I'm reading this book How to Read and Do Proofs. In "Preface to the Student" and "Preface to the Instructor", the author claims to keep the material simple and easy to be followed by students. I was so exciting until I have reached to this example
Suppose, for example, that your friend made the statement, If $\underbrace{\text{you study hard}}_{A}$, then $\underbrace{\text{you will get a good grade}}_{B}$. To determine when this statement “A implies B” is false, ask yourself in which of the four foregoing cases you would be willing to call your friend a liar. In the first case—that is, when you study hard (A is true) and you get a good grade (B is true)—your friend has told the truth. In the second case, you studied hard, and yet you did not get a good grade, as your friend said you would. Here your friend has not told the truth. In cases 3 and 4, you did not study hard. You would not want to call your friend a liar in these cases because your friend said that something would happen only when you did study hard.

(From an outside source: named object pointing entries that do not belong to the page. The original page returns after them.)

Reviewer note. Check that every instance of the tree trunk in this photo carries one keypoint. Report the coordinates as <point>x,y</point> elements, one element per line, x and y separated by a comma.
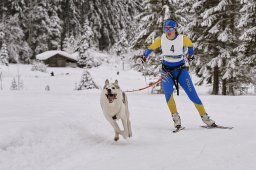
<point>224,87</point>
<point>215,87</point>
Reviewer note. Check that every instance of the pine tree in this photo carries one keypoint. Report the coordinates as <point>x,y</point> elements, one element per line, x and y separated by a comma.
<point>247,41</point>
<point>4,57</point>
<point>18,49</point>
<point>14,85</point>
<point>84,45</point>
<point>216,40</point>
<point>55,29</point>
<point>87,82</point>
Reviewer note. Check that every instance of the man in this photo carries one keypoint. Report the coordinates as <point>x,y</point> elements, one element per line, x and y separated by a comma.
<point>173,46</point>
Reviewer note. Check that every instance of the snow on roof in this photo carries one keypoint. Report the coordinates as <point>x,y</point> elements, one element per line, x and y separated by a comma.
<point>48,54</point>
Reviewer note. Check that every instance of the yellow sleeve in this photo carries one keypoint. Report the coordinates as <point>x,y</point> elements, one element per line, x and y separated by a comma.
<point>156,44</point>
<point>187,42</point>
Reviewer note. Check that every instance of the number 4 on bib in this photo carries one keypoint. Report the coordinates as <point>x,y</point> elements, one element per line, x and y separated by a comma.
<point>172,48</point>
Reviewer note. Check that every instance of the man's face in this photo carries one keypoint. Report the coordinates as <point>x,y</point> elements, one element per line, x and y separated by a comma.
<point>170,31</point>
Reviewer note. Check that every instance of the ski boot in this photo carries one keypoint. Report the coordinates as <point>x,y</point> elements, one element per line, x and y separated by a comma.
<point>209,122</point>
<point>176,120</point>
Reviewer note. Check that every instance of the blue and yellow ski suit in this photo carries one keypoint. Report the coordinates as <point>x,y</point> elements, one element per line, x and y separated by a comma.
<point>172,62</point>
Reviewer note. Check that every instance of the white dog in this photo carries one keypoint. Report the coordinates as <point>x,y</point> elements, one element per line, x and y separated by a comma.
<point>115,106</point>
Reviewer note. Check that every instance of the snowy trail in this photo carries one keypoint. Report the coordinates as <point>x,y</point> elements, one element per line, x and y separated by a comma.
<point>64,130</point>
<point>54,136</point>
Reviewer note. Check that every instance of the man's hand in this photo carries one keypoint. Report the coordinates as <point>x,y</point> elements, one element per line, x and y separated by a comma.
<point>190,58</point>
<point>143,59</point>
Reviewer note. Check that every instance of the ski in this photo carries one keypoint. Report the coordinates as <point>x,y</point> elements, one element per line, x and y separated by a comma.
<point>178,129</point>
<point>217,127</point>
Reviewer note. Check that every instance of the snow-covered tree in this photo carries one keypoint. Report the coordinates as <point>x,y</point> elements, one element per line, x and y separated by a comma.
<point>85,44</point>
<point>70,44</point>
<point>14,85</point>
<point>4,57</point>
<point>86,82</point>
<point>39,66</point>
<point>216,37</point>
<point>246,54</point>
<point>18,49</point>
<point>55,30</point>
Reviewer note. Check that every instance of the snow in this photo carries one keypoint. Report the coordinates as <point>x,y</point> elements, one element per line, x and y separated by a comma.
<point>48,54</point>
<point>63,129</point>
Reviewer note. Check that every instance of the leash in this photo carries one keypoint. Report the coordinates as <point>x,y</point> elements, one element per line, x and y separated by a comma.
<point>159,80</point>
<point>152,84</point>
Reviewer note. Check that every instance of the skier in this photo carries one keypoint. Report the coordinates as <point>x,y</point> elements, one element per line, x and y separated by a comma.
<point>173,47</point>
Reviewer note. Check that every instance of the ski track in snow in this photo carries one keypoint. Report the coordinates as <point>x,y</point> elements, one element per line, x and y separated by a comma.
<point>66,130</point>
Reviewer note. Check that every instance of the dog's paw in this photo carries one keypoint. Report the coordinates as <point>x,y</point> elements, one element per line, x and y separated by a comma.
<point>116,138</point>
<point>124,134</point>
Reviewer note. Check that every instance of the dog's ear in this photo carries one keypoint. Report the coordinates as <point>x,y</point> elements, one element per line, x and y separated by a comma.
<point>107,82</point>
<point>116,82</point>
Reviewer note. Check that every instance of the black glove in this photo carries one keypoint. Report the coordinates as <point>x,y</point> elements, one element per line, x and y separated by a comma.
<point>190,58</point>
<point>143,59</point>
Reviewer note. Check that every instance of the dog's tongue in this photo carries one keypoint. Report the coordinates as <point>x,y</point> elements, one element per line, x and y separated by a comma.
<point>111,97</point>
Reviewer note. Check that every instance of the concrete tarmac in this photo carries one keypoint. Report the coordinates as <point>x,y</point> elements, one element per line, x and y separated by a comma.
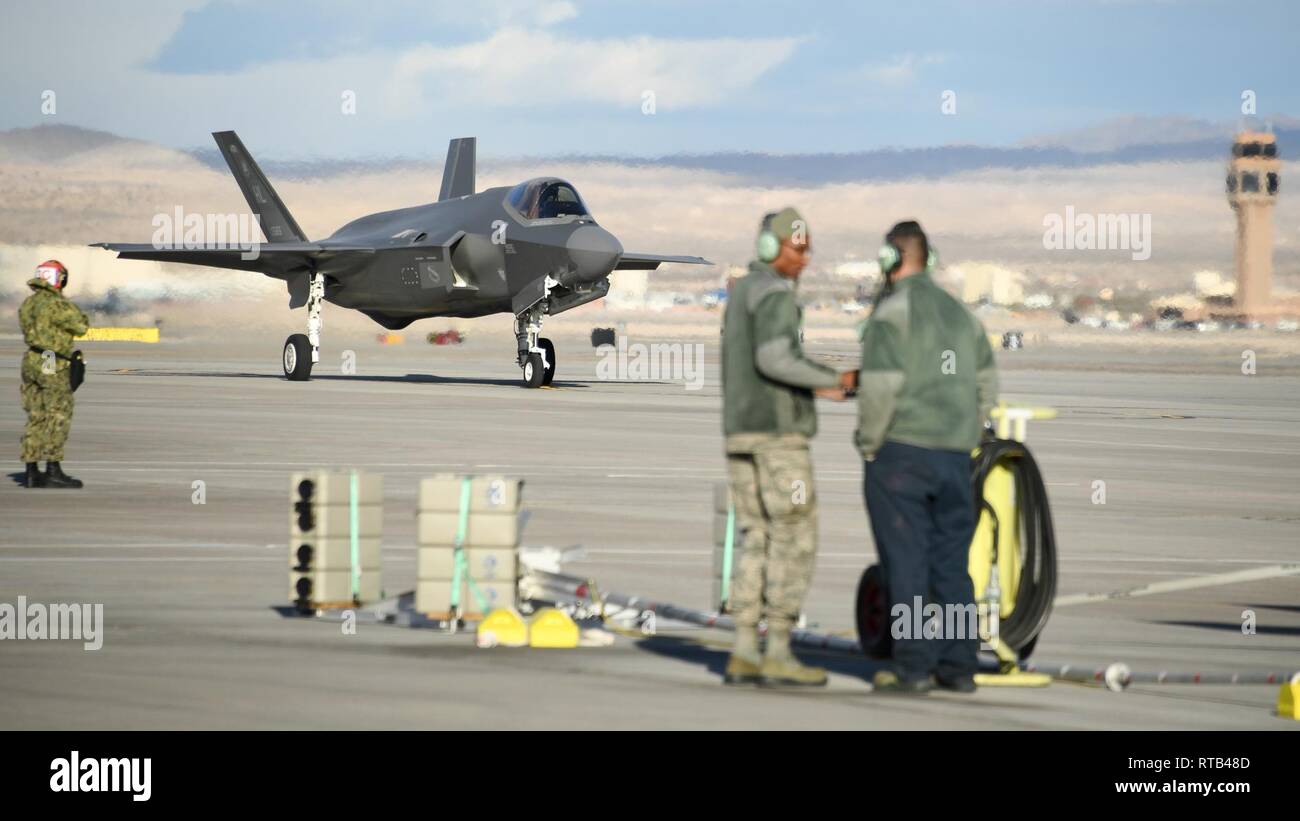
<point>1200,467</point>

Now cases 1 and 2 are clear but I didn't understand why cases 3 and 4 are true? To me at least cases 3 and 4 are unknown or there is no conclusion we can draw from the given info. Can anyone explain to me what does the author mean by the following sentence
You would not want to call your friend a liar in these cases because your friend said that something would happen only when you did study hard.
The idea is that $A\rightarrow B$ is automatically true when $A$ is false, regardless of the truth value of $B$.
For this specific example, the friend didn't say anything about what would happen should you not study hard, only when you did study hard, so you can't say that he lied.
Another example that might make this a little more clear is this: "If the traffic signal turns green, then the cars will go." We wouldn't say that this statement is false if we'd only encountered the situations in which the traffic signal hadn't turned green, since it only talks about when the signal is green, and not any other situation.